Changes made in this fork

  • The internal classes Point3d and Vector3d were removed and replaced with the Vector3d implementation found in the JOML library
    • Methods that were implemented on the original vector class were made into helper functions
  • Build system was changed from Maven to Gradle
  • JDK version in was bumped up to 23
  • Removed logging dependencies and all logging calls
  • Several asserts were added to ensure program correctness for debugging purposes
  • Cases where mutually exclusive int values were used for state, enum classes were used instead
    • this communicates intent more clearly and removes ambiguity about whether a value is a bitfield or not
  • Several terse variable names have been changed
    • For example, vtx -> vertex, nump -> pointCount, etc.
  • In cases where doing so was trivial, Math.fma() was used for a potential performance improvement
  • Support was added for float[] data types in addition to the existing double[] support
    • Float based versions of the existing unit tests were made to assert correct operation with float based data
  • Test that relied on the c implementation of qhull was removed
    • Several methods were only implemented to support this feature and were removed as well
  • Directories that did not contain source code or tests were removed (/site, /checkstyle, and /eclipse)
  • Many common IDE code quality suggestions were applied, mainly to bring the code forward to more modern Java idioms, for example:
    • Various typos were fixed
    • Where applicable, non-indexed (for-each) loops were used instead of indexed for loops
    • Where applicable, if/else blocks or other patterns were replaced with switch expressions.
    • Instances of StringBuffer were replaced with StringBuilder
    • Unused functions and fields were removed, as were blocks commented out code
    • Several protected fields and methods were made private or package-private
      • There did not seem to be any use case for sub-classing
      • Classes were also made final to communicate this intent explicitly
  • My personal brace preferences were applied to the project
    • ( sorry, not sorry :-) )

Benchmarks

To be clear, my motivation for making this fork was not to improve the speed of the existing algorithm, I simply wanted a good convex hull generator that worked with the JOML library vector types.

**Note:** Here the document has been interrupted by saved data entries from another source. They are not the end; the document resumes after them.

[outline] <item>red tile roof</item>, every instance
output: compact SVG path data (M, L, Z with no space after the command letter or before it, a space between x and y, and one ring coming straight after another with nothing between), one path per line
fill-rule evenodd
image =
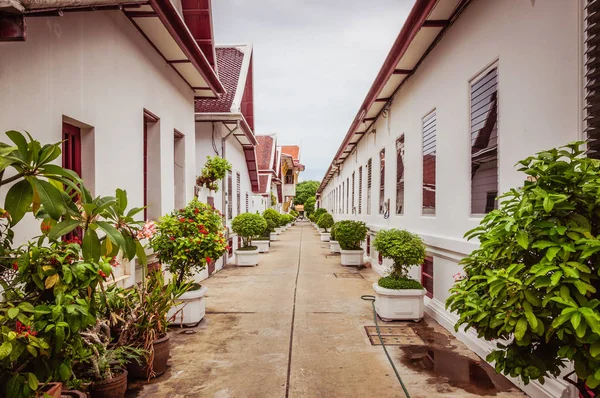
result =
M270 135L257 135L256 159L259 170L271 170L271 156L273 154L273 137Z
M269 192L269 187L267 187L267 184L269 184L269 176L267 174L259 174L258 175L258 186L259 186L259 193L261 194L265 194Z
M281 152L290 155L293 160L300 160L300 147L298 145L283 145Z
M231 104L237 91L244 53L236 48L217 48L216 52L219 80L223 83L227 93L219 99L196 100L196 112L231 112Z

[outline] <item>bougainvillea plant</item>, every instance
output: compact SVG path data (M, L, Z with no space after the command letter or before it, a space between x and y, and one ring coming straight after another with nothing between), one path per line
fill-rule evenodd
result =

That said, I did want to make sure performance was not worse. There does appear to be a very modest throughput improvement, at least on the two test systems I have, likely due to the use of Math.fma() calls both within the JOML classes, but also in the places I was able to use them in the implementation itself.

Benchmarks with he "Original" suffix use the original implementation, and any marked "New" use this forked one. I added a benchmark for testing float based vectors, which don't exist in the original code, but I was curious how much time the float/double conversion process would cost, since I personally plan to utilize that feature. As expected, there is some overhead associated with the conversion. There might be some room to improve it, but generally speaking I don't think it's a high priority.

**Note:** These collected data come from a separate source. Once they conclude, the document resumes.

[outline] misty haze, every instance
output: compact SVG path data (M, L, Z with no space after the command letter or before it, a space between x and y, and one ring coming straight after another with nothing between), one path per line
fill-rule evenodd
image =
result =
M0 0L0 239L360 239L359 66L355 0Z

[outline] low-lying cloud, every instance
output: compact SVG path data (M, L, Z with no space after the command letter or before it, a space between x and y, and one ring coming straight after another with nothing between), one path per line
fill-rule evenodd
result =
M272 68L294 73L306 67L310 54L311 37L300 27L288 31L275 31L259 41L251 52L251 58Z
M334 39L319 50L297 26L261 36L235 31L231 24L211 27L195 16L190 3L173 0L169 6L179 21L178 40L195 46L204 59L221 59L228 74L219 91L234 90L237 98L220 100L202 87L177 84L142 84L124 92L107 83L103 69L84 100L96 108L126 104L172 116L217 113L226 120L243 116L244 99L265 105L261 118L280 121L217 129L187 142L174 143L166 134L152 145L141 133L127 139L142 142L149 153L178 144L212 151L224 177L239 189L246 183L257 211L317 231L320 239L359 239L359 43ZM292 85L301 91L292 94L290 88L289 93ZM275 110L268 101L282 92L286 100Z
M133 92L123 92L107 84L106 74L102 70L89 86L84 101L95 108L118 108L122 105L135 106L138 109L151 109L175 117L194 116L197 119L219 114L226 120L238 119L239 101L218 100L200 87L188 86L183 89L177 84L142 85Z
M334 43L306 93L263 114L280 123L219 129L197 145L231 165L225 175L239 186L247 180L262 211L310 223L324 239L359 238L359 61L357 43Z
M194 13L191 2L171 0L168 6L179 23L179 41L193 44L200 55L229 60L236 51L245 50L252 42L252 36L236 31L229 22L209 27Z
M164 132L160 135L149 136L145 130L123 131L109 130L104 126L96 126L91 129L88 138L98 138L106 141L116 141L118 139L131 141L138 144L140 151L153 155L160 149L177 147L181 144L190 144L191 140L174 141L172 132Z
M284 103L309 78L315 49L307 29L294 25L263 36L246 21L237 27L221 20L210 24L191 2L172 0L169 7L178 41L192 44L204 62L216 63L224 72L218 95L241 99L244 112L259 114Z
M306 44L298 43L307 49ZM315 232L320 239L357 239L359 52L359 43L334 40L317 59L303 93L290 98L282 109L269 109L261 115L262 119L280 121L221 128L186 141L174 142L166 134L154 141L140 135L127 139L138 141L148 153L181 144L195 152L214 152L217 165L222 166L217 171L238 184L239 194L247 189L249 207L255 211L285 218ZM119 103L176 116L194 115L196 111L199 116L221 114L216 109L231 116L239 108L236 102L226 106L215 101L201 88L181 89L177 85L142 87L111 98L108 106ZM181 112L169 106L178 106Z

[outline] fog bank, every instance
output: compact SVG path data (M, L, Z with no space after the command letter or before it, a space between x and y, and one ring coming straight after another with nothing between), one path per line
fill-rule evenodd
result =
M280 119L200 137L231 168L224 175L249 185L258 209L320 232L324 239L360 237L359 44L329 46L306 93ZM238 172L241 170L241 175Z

Here's the JMH results from my main development system.

Benchmark Mode Cnt Score Error Units
ModelCompare.testModelNew thrpt 5 3333.331 48.301 ops/s
ModelCompare.testModelNewFloat thrpt 5 3078.964 60.039 ops/s
ModelCompare.testModelOriginal thrpt 5 3225.163 50.996 ops/s
SimpleCompare.testBasicNew thrpt 5 191579.241 2526.303 ops/s
SimpleCompare.testBasicOriginal thrpt 5 163885.735 2849.159 ops/s

The tests are in src/jmh/java. The "simple" test is derived from the pre-existing uint test from the original repo. The "model" test uses raw model data from a test model that I have used in hobby project, it contains 7765 vertices, and has just shy of 10,000 triangles, so it's a fairly modestly sized model, but sufficiently large enough to represent something at least a little more real-world than the unit test.